A DUBLIN youth, who broke into 14 cars in two days to get money to pay a drug debt to a group of “heavies”, has been spared a custodial sentence.
The 17-year-old boy, who cannot be named because he is a juvenile, also entered guilty pleas at the Dublin Children's Court to newer charges including burglary after he relapsed and started re-offending. He was sentenced to 12 months' supervised probation in court today.
Judge John O'Connor warned him he would not get the same chance after he turns 18 later this year. Most of the offences occurred in December 2013 and January 2014 and he said it was disappointing the teenager had a relapse from January until April this year.
He said the teenager had supportive parents and had engaged well with the Probation Service but had also left people suffering by his behaviour which was “all due to drug addiction”. The teenager was told he must stay on a training course and co-operate with the Probation Service to address his offending.
The boy must not re-offend or break the terms of probation or else a stricter sanction including a custodial sentence could be imposed.
The teenager has started attending an addiction treatment programme and has got onto a training course, his solicitor told the court.
He had already pleaded guilty to a litany of charges: 15 for criminal damage as well as attempted burglary and possessing implements for use in a theft. They were in connection with incidents in the Dublin 7 area on December 4, 2013 and January 24 last year.

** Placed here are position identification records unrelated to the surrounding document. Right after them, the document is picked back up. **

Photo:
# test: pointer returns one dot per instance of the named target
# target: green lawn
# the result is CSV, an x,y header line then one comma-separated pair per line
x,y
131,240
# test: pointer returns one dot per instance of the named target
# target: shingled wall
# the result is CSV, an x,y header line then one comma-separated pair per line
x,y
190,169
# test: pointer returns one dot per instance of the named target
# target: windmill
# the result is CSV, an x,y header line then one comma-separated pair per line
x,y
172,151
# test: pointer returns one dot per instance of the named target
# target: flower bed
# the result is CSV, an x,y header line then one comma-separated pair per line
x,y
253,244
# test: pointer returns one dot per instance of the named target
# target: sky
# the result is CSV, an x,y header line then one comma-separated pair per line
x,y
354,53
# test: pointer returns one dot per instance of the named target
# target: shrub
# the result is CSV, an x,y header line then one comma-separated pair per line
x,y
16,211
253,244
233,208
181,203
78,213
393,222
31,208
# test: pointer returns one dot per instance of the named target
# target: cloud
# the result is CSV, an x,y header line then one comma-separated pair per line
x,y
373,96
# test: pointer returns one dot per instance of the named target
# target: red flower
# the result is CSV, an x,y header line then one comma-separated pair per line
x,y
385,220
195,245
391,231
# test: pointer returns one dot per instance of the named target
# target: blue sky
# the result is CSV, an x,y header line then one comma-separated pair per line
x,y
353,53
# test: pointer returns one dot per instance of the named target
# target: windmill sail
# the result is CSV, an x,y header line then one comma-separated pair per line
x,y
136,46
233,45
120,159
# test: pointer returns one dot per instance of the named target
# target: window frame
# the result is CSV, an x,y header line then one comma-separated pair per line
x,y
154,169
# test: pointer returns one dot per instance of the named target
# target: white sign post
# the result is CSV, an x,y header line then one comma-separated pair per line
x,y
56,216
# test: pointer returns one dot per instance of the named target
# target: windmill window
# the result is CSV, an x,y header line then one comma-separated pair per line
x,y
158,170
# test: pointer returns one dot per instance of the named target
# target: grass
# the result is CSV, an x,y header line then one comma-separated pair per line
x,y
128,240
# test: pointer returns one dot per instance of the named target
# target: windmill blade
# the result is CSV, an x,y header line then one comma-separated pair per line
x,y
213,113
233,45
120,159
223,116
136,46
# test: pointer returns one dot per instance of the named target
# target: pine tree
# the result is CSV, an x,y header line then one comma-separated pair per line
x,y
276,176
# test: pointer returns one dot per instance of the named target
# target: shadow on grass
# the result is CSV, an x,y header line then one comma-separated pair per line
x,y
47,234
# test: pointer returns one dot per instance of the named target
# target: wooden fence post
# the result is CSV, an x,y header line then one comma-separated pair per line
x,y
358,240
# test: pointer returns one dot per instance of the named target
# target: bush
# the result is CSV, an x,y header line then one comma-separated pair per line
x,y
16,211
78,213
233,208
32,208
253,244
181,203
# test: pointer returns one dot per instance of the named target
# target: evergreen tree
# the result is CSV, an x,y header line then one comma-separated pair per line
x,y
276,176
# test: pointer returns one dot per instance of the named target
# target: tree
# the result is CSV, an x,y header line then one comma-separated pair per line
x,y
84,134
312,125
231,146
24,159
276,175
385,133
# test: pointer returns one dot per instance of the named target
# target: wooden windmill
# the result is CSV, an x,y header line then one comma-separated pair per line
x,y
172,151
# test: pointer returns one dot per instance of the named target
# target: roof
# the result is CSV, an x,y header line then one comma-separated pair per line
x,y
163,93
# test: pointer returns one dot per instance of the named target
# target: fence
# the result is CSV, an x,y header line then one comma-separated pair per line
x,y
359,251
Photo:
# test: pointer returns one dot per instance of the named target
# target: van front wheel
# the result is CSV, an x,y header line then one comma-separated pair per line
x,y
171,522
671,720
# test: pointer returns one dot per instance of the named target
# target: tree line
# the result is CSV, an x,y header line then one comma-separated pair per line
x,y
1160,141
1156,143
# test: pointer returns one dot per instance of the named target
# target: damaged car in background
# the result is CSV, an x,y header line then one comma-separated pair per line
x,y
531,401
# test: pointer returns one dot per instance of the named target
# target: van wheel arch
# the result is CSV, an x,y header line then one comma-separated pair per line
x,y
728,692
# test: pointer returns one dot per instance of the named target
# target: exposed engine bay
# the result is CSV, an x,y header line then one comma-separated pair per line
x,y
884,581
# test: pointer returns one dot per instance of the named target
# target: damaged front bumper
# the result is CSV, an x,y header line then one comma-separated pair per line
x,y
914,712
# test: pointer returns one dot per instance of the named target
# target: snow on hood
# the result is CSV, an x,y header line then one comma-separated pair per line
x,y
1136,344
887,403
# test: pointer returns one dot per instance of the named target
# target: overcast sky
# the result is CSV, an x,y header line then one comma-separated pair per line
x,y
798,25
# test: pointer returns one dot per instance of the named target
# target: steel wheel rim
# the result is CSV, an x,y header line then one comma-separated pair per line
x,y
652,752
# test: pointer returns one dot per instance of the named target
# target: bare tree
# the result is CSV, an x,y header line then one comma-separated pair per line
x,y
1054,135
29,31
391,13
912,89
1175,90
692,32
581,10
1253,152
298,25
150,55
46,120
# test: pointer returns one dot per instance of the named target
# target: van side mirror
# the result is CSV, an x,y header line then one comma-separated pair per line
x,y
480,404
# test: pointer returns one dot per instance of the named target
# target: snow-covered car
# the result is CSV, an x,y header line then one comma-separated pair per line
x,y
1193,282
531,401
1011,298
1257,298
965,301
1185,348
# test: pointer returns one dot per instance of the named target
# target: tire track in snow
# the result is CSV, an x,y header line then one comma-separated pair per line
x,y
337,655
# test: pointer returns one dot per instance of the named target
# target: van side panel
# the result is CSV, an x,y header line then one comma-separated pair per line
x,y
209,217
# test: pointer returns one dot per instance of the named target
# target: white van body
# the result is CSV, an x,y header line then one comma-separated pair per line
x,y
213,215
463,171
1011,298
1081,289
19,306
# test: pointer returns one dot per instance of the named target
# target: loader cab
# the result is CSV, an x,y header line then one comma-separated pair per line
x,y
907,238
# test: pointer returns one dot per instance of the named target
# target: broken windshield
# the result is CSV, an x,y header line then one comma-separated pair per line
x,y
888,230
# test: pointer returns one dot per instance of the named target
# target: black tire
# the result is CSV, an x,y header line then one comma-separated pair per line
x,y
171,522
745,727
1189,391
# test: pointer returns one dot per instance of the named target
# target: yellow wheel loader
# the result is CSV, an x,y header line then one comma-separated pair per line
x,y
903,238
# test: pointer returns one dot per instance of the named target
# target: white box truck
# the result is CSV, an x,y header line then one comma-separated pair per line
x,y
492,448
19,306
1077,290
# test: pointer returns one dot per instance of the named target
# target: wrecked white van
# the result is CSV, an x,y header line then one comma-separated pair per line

However, while on bail awaiting sentencing he picked up new charges – criminal damage, burglary and theft – to which he has also pleaded guilty.
Judge O'Connor heard that on January 22 last he caused €250 worth of damages to a door to underground car park at a Dublin 4 apartment block; on February 8 last, the teen was with a group who stole a bike valued €2,500 from a building on Benburb Street; on March 25 last he smashed in a car window while “highly intoxicated”, and he stole a set of Allen keys from a hardware shop on another date.
Defence solicitor Gareth Noble had said the youth, who was accompanied to court by his parents, needed to “discharge a debt” and had been attempting to take goods “to sell them on to fund his habit”.
The court had heard the young offender had been doing well in school and active in sports until he began abusing “street tablets” which led to him building up a massive drug-debt to people who later began to intimidate his family.
“In these circumstances he was not able to afford the amount of drugs he was consuming on a daily basis,” the lawyer has said. The teen was under influence of these pills when the offences took place and his “memory is somewhat blighted”, the judge had also been told.
His family were “visited on occasions by a number of local heavies looking for their money.
The boy was given a “time-scale to get it back” and committed the offences to build up the funds necessary to pay the money, the court has heard.